Three F1 team chiefs on Thursday said they would welcome the imposition of a budget cap in 2010 and beyond. With five of their rivals clearly threatening to quit over the dispute with FIA president Max Mosley, Williams, Force India and even BMW...
Three F1 team chiefs on Thursday said they would welcome the imposition of a budget cap in 2010 and beyond.
With five of their rivals clearly threatening to quit over the dispute with FIA president Max Mosley, Williams, Force India and even BMW said setting a maximum expenditure limit would be acceptable.
Mercedes-Benz, too, has already explained its desire to find an agreement with F1's governing body rather than threaten to quit.
"We are clearly wholly in support of it (a budget cap)," said Sir Frank Williams, co-owner and team principal of the famous and historically successful Oxfordshire-based team.
"It suits us," he insisted, adding that a "glide path" for hugely funded rivals like Ferrari and Toyota may be necessary.
"To expect a major manufacturer to slash its spending by (three quarters) in four months is a very tall fiscal order," Williams acknowledged in Monaco.
Mario Theissen, boss of BMW's Hinwil-based BMW-Sauber team, also sounded supportive of the push for budget caps, or an alternative to be discussed by the FOTA alliance on Friday.
It is believed that BMW's previous objection was to the proposed 'two-tier' regulations, which Mosley has already agreed to discard.
"I think whatever we do, if it's a monetary figure or if it's another form to cut resources, we have to police it and I think it can be policed," the German said.

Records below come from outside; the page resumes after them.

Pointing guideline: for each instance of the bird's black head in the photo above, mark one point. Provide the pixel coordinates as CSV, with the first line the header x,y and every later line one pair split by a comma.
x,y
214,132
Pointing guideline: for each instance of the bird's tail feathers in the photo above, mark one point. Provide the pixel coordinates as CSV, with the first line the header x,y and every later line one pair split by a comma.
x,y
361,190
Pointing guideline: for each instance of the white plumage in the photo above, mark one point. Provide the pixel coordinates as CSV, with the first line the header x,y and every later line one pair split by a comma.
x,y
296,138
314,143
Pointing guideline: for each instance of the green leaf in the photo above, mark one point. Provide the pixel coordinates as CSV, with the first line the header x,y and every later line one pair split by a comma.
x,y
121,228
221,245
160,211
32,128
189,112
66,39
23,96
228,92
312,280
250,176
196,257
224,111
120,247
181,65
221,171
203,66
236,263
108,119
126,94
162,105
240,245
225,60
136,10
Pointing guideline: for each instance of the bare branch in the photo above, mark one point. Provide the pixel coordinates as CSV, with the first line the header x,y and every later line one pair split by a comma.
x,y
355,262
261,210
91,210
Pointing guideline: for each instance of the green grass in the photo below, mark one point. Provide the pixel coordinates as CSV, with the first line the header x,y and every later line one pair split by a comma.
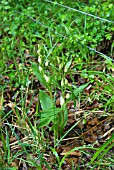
x,y
47,51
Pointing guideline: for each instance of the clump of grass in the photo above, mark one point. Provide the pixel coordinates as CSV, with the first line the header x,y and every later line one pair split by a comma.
x,y
40,62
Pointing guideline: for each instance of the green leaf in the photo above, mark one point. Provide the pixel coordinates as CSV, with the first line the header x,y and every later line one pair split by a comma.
x,y
48,116
80,89
102,148
45,121
45,100
39,75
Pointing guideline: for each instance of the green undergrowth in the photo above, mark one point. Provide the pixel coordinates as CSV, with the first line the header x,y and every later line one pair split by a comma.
x,y
48,49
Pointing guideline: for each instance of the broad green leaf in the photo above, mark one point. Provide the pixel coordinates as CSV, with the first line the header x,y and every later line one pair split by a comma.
x,y
45,121
80,89
45,100
50,112
39,75
48,115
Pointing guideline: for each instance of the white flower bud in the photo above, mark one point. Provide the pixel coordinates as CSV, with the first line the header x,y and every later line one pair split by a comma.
x,y
46,78
39,60
61,101
62,82
40,68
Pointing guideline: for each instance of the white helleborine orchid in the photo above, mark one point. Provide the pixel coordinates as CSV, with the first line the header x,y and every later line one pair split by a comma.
x,y
40,68
46,78
61,101
39,59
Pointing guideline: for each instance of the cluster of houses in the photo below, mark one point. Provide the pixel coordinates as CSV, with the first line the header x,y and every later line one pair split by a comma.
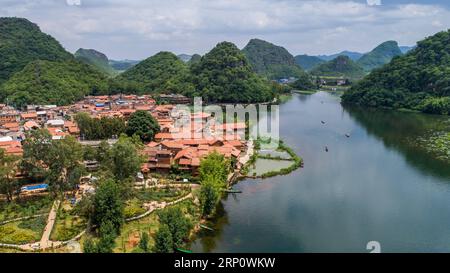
x,y
183,141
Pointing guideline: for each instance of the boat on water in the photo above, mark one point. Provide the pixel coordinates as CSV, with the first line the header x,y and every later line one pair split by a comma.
x,y
207,228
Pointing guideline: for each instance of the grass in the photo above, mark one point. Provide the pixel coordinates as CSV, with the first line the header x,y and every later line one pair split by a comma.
x,y
129,238
25,207
297,161
22,232
133,208
164,194
283,98
67,224
306,92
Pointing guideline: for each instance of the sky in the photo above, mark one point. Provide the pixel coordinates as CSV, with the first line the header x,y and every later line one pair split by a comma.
x,y
137,29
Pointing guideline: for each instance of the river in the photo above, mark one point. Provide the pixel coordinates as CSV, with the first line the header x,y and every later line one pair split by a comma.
x,y
373,186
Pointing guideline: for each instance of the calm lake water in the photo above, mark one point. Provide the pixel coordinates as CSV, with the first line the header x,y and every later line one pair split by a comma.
x,y
374,186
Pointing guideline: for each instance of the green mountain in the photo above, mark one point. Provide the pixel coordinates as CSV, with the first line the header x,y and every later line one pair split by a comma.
x,y
194,59
96,59
161,73
185,57
406,49
419,80
307,62
22,42
49,82
380,56
122,65
342,66
352,55
271,61
225,75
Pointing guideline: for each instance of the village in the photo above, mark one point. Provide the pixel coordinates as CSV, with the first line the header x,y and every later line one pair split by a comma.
x,y
183,141
176,144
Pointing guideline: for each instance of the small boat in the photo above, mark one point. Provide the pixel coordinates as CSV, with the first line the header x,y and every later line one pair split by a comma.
x,y
207,228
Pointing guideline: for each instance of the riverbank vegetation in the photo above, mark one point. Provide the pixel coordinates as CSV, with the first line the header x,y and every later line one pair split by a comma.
x,y
438,143
418,80
278,159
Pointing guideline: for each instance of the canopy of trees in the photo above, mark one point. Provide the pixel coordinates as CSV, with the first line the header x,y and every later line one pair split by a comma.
x,y
419,80
161,73
380,56
96,59
23,42
142,124
96,129
214,170
308,62
224,75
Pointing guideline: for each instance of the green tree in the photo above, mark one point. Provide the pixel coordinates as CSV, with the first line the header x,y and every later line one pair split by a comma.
x,y
8,170
215,167
108,207
143,242
142,123
65,162
163,240
108,234
90,246
124,160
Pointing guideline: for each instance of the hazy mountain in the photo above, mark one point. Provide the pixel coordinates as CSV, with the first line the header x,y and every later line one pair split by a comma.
x,y
380,56
342,66
122,65
225,75
308,62
271,61
194,59
96,59
419,80
53,82
185,57
406,49
352,55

"If we were not convinced it can be policed we wouldn't expend any effort on it but I think it can be done with a bit of good will on all sides and the right spirit. It can be done," added Theissen.
Vijay Mallya, owner and principal of the Force India team, also backed the move.
"Whether you call it a budget cap or call it a targeted amount to be spent, that is very, very essential or else the small independent teams will never be able to compete with those who have, in comparison, extraordinary budgets," he said.